Claude’s infrastructure is opaque from the API side, but the principles are public. Engineers who understand prompt caching, batching, tier routing, and KV cache mechanics make deployment choices that ship cheaper and faster. The infrastructure is mature; the engineering question is now optimisation discipline.

Deep dive: RingSafe’s AI Practitioner Path for production infrastructure patterns.

FAQ

Q: What GPUs run Claude?
A: Anthropic doesn’t publish specifics. Frontier-model serving in 2026 typically uses NVIDIA H100/H200/B200 clusters with tensor parallelism.
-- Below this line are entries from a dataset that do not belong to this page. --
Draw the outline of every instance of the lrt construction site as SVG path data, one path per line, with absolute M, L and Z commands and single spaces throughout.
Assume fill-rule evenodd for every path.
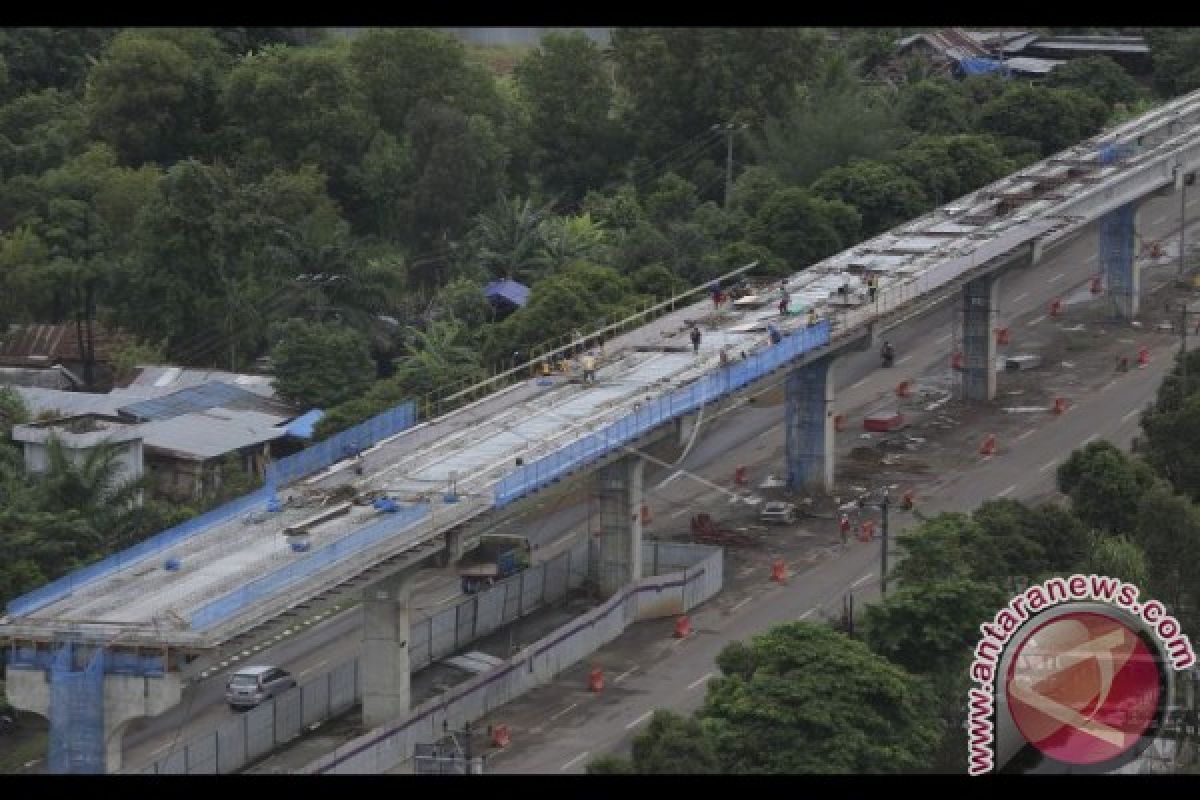
M 444 771 L 450 741 L 464 770 L 490 748 L 489 771 L 578 771 L 647 698 L 694 707 L 731 637 L 870 597 L 882 490 L 899 535 L 1049 496 L 1071 447 L 1126 436 L 1186 331 L 1168 234 L 1197 168 L 1200 93 L 782 282 L 748 265 L 711 304 L 589 331 L 464 408 L 401 404 L 10 603 L 9 697 L 50 720 L 54 772 Z M 1132 411 L 1101 424 L 1102 398 Z M 524 568 L 459 591 L 500 535 Z M 298 685 L 232 715 L 251 659 Z

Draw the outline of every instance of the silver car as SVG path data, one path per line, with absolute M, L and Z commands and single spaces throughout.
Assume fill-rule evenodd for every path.
M 233 708 L 254 708 L 295 685 L 291 673 L 279 667 L 243 667 L 225 684 L 225 702 Z

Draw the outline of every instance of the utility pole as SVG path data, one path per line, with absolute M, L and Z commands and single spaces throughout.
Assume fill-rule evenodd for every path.
M 1179 408 L 1187 401 L 1187 326 L 1188 309 L 1185 302 L 1179 307 Z
M 880 597 L 887 596 L 887 574 L 888 574 L 888 490 L 883 487 L 883 502 L 879 504 L 879 508 L 883 511 L 883 535 L 879 541 L 879 595 Z
M 744 131 L 749 125 L 735 125 L 732 122 L 725 124 L 713 125 L 712 129 L 717 133 L 725 134 L 726 138 L 726 153 L 725 153 L 725 209 L 729 209 L 729 198 L 733 195 L 733 135 L 738 131 Z
M 1188 176 L 1179 182 L 1179 275 L 1183 277 L 1183 241 L 1187 228 L 1187 185 Z

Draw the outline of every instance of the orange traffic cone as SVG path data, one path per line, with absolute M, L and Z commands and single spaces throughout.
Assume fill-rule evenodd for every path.
M 864 542 L 869 542 L 875 538 L 875 521 L 864 520 L 862 528 L 859 530 L 858 538 Z
M 838 433 L 841 433 L 842 431 L 846 430 L 846 415 L 845 414 L 838 414 L 836 417 L 833 418 L 833 429 L 835 431 L 837 431 Z
M 1146 365 L 1149 363 L 1150 349 L 1148 347 L 1143 347 L 1141 350 L 1138 350 L 1138 369 L 1145 369 Z
M 650 506 L 642 503 L 642 524 L 649 525 L 653 519 L 654 517 L 650 513 Z
M 1008 328 L 996 328 L 996 344 L 1008 344 Z
M 507 725 L 495 725 L 492 727 L 492 747 L 508 747 L 512 738 L 508 733 Z
M 1059 314 L 1061 314 L 1062 306 L 1063 306 L 1062 298 L 1061 297 L 1054 298 L 1050 302 L 1050 316 L 1057 317 Z
M 1054 398 L 1054 413 L 1062 414 L 1066 410 L 1067 410 L 1067 398 L 1065 398 L 1065 397 Z
M 599 667 L 595 667 L 588 674 L 588 689 L 593 692 L 600 692 L 604 690 L 604 671 Z
M 963 354 L 955 353 L 954 355 L 952 355 L 950 357 L 950 369 L 962 369 L 962 368 L 963 368 Z
M 979 447 L 979 455 L 992 456 L 996 454 L 996 434 L 989 433 L 988 437 L 983 440 L 983 444 Z
M 733 482 L 738 486 L 746 485 L 746 468 L 738 467 L 733 471 Z
M 1092 294 L 1100 294 L 1104 291 L 1103 278 L 1099 275 L 1092 276 Z
M 692 635 L 692 620 L 687 614 L 675 620 L 675 638 L 686 639 Z
M 906 489 L 904 496 L 900 498 L 900 508 L 905 511 L 912 511 L 915 497 L 916 493 L 912 489 Z
M 771 562 L 771 580 L 776 583 L 783 583 L 787 580 L 787 564 L 782 558 L 777 558 Z
M 896 397 L 912 396 L 912 381 L 900 381 L 896 384 Z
Q: How does prompt caching work?
A: Static prompt prefixes are KV-cached on the provider side. Subsequent requests reusing the prefix pay ~10% of normal token cost.

Q: Is self-hosting Claude possible?
A: No — Anthropic doesn’t release weights. For self-hosting, use Llama, Mistral, or Qwen.

Q: What’s the cost difference between managed Claude and self-hosted Llama?
A: Self-hosted on H100s at high utilisation is ~30-50% cheaper than equivalent managed APIs at scale, before ops overhead.